Monday, Jan. 14, 1957

THE MARKET AVERAGES They Should Be Used with Caution

THE MARKET AVERAGES

They Should Be Used with Caution

DURING the first years of the great Bull Market rise, many U.S. investors "played the averages." They bought blue-chip stocks used to compute stock averages, notably those in the Dow-Jones average, and made money because it was a blue-chip market in which the leaders rose fastest. But in 1956, playing the averages did not pay off; the blue chips backed and filled all year long. Last week, in the first days of 1957, almost every Wall Street commentator was warning investors to beware the averages this year; playing them would not pay.
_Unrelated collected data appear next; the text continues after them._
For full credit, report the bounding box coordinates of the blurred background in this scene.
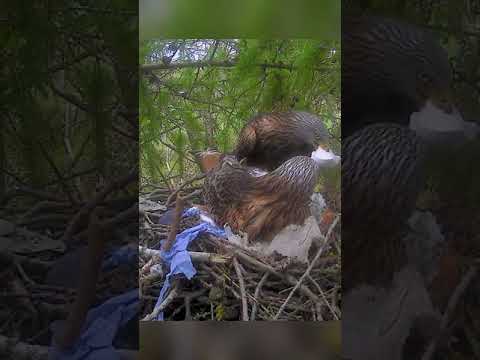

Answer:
[140,322,341,360]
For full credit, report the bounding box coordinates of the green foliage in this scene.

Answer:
[2,2,138,197]
[140,0,340,40]
[140,39,341,185]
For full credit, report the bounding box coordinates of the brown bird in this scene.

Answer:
[340,14,478,359]
[200,147,339,244]
[341,123,442,360]
[342,123,426,291]
[342,14,462,138]
[341,15,477,291]
[234,111,331,171]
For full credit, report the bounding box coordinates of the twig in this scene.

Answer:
[14,261,36,286]
[54,209,109,350]
[71,203,138,243]
[50,83,92,113]
[0,335,48,359]
[226,245,321,304]
[165,174,205,206]
[422,265,479,360]
[37,141,78,205]
[180,189,203,202]
[18,200,72,223]
[162,194,185,252]
[273,215,340,320]
[140,60,314,72]
[61,169,137,243]
[250,272,269,321]
[184,296,192,320]
[10,186,65,203]
[308,275,339,320]
[233,257,249,321]
[141,285,179,321]
[102,203,138,228]
[140,246,231,265]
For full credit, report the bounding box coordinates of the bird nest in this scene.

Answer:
[139,176,341,321]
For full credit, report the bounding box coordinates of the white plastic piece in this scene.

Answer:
[199,213,217,226]
[343,266,438,360]
[404,210,445,284]
[409,101,478,142]
[225,217,321,263]
[311,147,341,168]
[310,192,327,227]
[410,101,464,133]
Blue-chip prices are now so high that the Dow-Jones 30 industrials yield only 4.55% v. a yield of 4.29% for 40 bonds. Said Paine, Webber's topflight Analyst Luttrell Maclin: "The Dow-Jones is a mathematical monstrosity. It's the weakest kind of a crutch for the investor."

The main trouble with the averages is that they represent only a relatively small sampling of the total 1,501 stocks on the New York Stock Exchange. Thus they do not always agree--or even accurately reflect what is happening in the whole market. In one recent week, for example, all four of the best-known averages differed on how the market had acted.
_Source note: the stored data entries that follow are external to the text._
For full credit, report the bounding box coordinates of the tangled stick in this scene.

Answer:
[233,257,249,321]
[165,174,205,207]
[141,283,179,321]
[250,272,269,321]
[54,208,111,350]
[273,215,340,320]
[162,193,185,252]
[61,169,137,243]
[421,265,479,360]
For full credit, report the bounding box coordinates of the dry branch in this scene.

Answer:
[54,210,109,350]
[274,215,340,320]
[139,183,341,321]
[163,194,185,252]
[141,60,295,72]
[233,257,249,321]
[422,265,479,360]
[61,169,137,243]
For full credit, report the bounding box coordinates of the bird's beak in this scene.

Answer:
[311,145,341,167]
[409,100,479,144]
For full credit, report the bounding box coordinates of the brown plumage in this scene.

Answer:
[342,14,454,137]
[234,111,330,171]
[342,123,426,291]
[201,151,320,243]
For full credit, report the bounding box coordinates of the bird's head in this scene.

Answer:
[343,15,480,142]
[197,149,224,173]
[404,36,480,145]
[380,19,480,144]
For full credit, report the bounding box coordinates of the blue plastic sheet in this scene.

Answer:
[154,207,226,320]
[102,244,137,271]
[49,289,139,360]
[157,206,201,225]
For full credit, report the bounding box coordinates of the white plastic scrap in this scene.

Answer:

While the averages are useful tools to Wall Street's professionals, they can mislead amateur investors into buying or selling at the wrong time. Many investors seldom bother to learn how the averages are compiled; nor are they aware of what they really mean. Investors, for example, often talk of a "$6 rise" on the Dow-Jones industrial average. Actually, the Dow-Jones is not a dollar average at all, but a point average. Dow statisticians calculate it by totaling the per-share value of 30 prime industrial stocks (among them: Du Pont, General Motors, General Electric, U.S. Steel), then dividing the sum by a "constant divisor" which they adjust to account for stock splits. Currently, the divisor stands at 4.566, meaning that each point in the average is equal to $1 divided by 4.566, or about 22-c-. Thus, a 6-point jump is only about $1.32 in actual dollar value, a fact some amateurs learn to their chagrin when they rush to make a killing as the Dow average rises.

As a result, many Wall Streeters feel that unwary investors can get a highly exaggerated picture of market movements by following Dow-Jones too closely. Furthermore, they emphasize that Dow-Jones bases all its calculations on the value of just one share of stock in each of its 30 companies, without regard to size or importance. Thus, Bethlehem Steel, selling at $192, carries almost three times the weight of U.S. Steel (selling price: $71) and four times the weight of General Motors (price: $43), both of which are much bigger companies.
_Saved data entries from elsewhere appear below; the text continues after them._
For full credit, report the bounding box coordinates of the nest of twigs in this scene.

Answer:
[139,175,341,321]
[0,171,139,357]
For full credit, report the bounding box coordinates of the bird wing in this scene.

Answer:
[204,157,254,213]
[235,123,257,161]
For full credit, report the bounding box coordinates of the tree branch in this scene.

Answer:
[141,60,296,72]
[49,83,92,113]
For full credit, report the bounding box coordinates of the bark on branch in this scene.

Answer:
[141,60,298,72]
The other big investor favorite, Standard & Poor's 90-stock compilation, is calculated on another basis. Like the Government's price indexes, it expresses the value of its stocks relative to a base period, currently the years between 1935 and 1939. Some professional traders prefer the Standard & Poor because its greater number of stocks presents a broader picture of the market and also because they feel that it is statistically superior. But the fact is that Dow-Jones and Standard & Poor are in fairly close agreement from day-to-day. Both show the same broad ups and downs in the market, and their analysis of the degree of change often matches.

Nevertheless, every real Wall Streeter knows that Standard & Poor's daily average, like the Dow-Jones, is only a sketchy cross section of the whole market and thus attempts merely to show the broadest changes in trading sentiment. On a weekly basis, Standard & Poor does publish a mammoth index of 480 stocks, but for hourly and daily operations, it is impractical to calculate, such a wide selection, thus statisticians limit themselves to what they hope is a small but representative sampling. As a result, the averages sometimes show a rise in the market, when the fact is that the majority of stocks, most of which cannot be included, have gone down.

To drive home their point, professionals like to tell the story of three men who went to Nairobi to start on a 14-month safari. When they left, the Dow-Jones average stood at 485, and when they got back, it was still at the same level. But one man found that his stocks had doubled in value; the second found that his had remained the same; and the third discovered that his investments had been cut in half.

Thus, say Wall Streeters, the wise investor should pay more attention to earnings and dividends of individual stocks, plus the overall stability of the U.S. economy and its future prospects before deciding whether the market--and any individual stock--is too high or too low. Says Walston & Co.'s top Analyst Tony Tabell: "Everyone would be a lot better off if they forgot the averages entirely and concentrated on individual stocks, but we can't seem to get it through to the public."